Do you get up every morning, have breakfast reading the news and always eating the same things? It is normal, change is sometimes disorienting, while routine gives safety and it’s not just about what we do, but also the way we express ourselves and relate to others. “Habits are useful because they allow us to effortlessly carry out a series of repetitive activities of our daily life. But if we are not careful, they can become emotional prisons that are difficult to get out of, ”explains the doctor Patrizia Vaccaropsychotherapist in Milan.
In fact, habits can turn into an obstacle to our need to change. And i changes they are the fertile ground in which ours flourish resources, they make us grow », concludes the expert. So, you start small and challenge yourself with these three exercises.
- Open up to the new
Find 10 minutes a day to come up with one new experience that makes you feel good. It doesn’t have to be disruptive to your routine. For example, during a break you go out for a walk and observe what is happening around you or go to lunch with a colleague you never hang out with, you might be surprised.

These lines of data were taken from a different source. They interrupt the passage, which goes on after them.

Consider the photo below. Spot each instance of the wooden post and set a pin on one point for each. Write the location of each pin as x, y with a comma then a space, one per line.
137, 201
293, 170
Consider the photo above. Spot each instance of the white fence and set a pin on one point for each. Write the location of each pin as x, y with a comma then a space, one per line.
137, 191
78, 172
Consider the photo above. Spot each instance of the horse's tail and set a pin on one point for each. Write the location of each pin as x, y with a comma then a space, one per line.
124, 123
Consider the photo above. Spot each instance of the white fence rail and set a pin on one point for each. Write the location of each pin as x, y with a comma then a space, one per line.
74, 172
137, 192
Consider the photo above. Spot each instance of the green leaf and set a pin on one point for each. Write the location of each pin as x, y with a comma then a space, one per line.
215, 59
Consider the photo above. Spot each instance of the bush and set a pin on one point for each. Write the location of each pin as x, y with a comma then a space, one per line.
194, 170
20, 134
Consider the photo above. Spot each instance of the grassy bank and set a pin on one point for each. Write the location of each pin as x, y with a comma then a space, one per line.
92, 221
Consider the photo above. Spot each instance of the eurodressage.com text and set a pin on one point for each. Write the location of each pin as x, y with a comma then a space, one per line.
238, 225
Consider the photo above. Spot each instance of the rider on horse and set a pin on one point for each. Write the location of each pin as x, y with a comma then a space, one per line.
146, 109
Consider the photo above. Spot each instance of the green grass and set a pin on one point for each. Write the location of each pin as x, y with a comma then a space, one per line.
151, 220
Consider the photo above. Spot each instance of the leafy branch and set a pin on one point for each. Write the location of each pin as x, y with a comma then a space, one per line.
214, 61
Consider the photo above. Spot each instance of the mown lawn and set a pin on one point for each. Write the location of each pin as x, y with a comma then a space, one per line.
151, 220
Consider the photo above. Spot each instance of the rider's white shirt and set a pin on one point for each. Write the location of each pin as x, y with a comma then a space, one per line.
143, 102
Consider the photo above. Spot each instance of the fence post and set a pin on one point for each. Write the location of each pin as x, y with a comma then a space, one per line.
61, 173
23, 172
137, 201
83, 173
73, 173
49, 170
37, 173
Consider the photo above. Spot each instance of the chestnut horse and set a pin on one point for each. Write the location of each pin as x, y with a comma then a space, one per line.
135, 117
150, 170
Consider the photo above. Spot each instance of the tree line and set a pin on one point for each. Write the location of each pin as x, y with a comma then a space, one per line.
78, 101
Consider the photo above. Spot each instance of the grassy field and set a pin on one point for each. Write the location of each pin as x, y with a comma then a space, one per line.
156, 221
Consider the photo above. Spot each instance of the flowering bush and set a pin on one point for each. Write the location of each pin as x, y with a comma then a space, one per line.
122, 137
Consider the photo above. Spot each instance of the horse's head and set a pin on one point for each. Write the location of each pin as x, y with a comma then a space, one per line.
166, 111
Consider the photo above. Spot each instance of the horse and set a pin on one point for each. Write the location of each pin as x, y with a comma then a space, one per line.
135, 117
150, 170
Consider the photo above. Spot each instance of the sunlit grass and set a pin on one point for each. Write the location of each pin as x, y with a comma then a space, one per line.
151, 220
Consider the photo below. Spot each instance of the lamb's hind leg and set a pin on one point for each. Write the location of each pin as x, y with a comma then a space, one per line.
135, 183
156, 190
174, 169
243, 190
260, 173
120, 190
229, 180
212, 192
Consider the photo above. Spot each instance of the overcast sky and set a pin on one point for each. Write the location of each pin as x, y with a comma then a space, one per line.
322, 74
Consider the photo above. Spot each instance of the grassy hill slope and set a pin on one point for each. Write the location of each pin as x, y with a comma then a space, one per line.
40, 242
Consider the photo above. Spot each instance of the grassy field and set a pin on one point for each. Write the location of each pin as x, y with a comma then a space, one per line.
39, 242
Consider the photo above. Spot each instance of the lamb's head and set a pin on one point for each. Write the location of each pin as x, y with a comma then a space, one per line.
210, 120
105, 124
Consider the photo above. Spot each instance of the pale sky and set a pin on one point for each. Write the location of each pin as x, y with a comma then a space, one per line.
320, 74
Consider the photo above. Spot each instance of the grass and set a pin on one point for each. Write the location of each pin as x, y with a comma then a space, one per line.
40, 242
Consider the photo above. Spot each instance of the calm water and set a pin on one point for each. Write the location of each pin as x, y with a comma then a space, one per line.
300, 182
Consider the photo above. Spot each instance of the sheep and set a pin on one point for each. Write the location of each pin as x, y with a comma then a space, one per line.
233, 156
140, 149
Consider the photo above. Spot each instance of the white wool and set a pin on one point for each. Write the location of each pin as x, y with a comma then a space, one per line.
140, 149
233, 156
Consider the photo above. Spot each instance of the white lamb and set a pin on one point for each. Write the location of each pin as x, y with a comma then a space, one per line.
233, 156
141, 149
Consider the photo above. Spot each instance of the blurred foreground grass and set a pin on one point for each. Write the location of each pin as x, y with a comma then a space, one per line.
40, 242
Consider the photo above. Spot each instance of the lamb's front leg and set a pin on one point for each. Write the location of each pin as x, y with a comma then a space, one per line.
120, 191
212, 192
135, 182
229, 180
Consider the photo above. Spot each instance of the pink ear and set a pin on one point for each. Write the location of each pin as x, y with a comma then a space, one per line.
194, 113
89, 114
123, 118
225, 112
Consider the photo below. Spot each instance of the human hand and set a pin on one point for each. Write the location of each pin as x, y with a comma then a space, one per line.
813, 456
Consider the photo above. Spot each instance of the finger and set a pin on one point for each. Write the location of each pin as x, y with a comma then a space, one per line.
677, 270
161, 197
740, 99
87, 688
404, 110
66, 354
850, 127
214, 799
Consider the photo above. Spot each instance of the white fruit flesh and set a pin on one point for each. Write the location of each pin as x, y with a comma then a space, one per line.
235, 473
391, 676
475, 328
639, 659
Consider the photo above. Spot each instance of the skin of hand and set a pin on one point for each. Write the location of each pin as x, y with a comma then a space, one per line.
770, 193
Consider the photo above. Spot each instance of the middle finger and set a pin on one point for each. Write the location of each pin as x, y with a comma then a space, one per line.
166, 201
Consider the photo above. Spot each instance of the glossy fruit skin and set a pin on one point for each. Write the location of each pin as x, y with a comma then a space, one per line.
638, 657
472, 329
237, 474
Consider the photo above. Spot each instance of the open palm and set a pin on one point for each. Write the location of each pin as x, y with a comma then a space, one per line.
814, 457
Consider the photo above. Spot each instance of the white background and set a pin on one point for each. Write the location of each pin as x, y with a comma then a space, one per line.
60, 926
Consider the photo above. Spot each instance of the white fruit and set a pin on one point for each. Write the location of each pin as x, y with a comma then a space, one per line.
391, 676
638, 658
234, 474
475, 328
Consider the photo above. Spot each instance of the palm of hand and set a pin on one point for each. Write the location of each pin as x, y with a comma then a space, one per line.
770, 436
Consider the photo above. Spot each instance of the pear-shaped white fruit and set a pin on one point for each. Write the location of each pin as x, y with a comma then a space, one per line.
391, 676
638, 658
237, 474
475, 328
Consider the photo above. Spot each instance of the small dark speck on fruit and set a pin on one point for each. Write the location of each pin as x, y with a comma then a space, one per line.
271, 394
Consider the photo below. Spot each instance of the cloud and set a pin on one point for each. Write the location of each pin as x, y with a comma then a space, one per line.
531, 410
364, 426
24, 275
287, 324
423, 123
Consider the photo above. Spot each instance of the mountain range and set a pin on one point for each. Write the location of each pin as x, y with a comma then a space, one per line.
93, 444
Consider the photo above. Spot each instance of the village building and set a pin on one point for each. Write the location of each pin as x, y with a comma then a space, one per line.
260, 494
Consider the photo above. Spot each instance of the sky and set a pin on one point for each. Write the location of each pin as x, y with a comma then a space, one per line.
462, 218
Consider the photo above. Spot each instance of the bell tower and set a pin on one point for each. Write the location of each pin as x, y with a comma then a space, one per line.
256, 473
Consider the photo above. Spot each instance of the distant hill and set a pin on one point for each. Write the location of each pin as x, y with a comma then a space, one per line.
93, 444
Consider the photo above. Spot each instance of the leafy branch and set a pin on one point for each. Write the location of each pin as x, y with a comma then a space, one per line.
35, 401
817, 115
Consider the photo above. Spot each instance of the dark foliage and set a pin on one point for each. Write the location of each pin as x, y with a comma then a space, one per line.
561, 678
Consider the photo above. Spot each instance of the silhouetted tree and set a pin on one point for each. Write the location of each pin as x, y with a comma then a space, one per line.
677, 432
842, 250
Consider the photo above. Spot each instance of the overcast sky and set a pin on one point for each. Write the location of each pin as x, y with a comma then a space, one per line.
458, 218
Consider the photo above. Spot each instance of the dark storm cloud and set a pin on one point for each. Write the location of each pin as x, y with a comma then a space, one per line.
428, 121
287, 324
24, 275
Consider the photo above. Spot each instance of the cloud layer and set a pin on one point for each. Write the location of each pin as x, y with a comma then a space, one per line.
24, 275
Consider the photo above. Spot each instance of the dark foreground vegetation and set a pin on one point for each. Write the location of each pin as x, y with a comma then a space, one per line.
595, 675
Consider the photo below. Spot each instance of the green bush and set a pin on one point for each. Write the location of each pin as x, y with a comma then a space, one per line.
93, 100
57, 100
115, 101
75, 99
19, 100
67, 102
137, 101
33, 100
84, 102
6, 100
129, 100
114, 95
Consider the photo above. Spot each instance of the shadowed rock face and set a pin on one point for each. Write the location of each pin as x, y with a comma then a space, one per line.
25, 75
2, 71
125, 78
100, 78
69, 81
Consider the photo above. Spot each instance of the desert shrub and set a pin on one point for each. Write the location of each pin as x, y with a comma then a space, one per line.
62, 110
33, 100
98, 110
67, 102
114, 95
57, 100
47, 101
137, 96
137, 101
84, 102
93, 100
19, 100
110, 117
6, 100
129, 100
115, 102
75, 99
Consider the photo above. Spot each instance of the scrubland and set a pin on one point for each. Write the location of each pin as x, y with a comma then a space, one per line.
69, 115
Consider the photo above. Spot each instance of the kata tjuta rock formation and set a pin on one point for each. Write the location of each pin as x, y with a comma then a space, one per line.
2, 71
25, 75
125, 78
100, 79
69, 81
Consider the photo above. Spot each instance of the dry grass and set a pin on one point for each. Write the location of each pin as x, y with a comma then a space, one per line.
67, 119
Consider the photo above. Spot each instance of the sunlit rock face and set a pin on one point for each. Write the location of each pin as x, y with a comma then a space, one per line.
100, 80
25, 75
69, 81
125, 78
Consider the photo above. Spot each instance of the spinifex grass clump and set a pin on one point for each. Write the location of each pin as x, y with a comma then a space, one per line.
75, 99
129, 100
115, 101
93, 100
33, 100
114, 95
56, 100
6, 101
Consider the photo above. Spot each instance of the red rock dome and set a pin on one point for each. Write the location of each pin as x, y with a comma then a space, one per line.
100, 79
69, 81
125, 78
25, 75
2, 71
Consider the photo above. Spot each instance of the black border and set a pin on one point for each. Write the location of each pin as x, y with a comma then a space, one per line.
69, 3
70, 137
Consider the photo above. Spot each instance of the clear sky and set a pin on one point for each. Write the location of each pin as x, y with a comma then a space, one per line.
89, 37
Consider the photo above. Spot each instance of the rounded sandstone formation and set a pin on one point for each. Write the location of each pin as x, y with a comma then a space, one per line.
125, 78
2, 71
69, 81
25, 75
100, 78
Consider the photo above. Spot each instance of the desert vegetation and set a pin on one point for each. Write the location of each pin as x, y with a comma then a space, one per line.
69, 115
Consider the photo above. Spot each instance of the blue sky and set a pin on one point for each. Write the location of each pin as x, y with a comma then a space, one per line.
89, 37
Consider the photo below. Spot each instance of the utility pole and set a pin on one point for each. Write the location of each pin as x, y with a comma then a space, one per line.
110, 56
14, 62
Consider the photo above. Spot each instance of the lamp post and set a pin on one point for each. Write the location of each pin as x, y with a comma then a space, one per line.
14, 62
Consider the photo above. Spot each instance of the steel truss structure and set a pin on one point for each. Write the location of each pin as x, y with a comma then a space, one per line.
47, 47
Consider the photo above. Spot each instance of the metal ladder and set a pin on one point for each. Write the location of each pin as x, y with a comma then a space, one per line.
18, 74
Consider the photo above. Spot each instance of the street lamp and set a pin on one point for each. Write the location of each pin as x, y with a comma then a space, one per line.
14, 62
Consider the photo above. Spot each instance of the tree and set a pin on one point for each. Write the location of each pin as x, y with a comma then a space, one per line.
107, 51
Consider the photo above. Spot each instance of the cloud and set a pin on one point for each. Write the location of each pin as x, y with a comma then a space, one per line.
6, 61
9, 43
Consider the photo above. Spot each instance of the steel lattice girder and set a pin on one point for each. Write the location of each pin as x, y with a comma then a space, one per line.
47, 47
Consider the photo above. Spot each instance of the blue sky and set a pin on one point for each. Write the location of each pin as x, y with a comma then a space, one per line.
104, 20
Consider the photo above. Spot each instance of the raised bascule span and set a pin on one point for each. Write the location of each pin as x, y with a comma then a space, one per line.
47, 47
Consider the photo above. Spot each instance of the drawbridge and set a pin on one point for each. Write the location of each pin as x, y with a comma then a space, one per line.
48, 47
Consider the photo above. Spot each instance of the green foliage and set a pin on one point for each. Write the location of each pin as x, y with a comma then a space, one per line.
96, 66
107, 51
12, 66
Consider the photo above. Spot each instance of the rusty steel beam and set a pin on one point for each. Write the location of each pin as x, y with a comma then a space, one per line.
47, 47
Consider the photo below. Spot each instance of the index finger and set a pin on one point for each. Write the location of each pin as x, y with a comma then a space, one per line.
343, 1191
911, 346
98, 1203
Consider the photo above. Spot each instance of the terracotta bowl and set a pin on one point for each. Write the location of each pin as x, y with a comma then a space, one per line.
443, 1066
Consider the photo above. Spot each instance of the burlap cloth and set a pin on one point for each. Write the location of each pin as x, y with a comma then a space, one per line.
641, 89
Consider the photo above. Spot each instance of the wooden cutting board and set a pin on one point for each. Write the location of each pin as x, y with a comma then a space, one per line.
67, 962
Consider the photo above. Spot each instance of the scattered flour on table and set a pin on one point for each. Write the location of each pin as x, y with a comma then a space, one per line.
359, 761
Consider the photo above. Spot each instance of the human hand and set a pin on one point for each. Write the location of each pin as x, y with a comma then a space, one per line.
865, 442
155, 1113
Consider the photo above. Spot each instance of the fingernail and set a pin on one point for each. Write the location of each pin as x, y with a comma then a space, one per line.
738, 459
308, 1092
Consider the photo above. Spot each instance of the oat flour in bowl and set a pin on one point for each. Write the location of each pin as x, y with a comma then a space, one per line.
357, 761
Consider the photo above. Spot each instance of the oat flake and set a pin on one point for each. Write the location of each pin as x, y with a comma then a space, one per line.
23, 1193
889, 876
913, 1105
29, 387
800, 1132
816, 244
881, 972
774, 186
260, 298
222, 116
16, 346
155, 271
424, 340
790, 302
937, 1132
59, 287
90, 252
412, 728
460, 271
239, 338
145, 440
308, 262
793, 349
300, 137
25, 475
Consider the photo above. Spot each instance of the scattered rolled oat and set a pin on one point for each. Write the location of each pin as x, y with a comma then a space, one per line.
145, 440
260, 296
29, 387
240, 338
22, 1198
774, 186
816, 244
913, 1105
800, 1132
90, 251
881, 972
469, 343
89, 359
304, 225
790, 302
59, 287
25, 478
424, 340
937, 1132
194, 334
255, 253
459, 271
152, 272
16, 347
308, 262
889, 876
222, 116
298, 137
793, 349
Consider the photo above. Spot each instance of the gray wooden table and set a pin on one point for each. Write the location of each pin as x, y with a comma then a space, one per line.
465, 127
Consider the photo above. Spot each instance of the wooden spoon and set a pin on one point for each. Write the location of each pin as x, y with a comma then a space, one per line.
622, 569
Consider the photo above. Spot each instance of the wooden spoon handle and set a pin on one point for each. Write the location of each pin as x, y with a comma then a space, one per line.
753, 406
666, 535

- Review your prioritiesCompile a list of your daily activities and rank them in order of pleasantness. Now start from the bottom to analyze the most annoying and for each of these ask yourself: “Do I have to do it by force? Can I postpone it at another time or do it differently? “. For example, if it comes to weekly shopping, you could choose a different day or time than usual (perhaps that is more convenient for you).
- Explore with curiosity
Relationships often stiffen on ways of communication that are always the same. For example, when your child comes home from school, instead of asking him how it went (and receiving the ritual response “good”), he tries to rephrase the question: “Why don’t you tell me something good that happened today?”. In this way, you give yourself and the other the opportunity to explore a new relational space.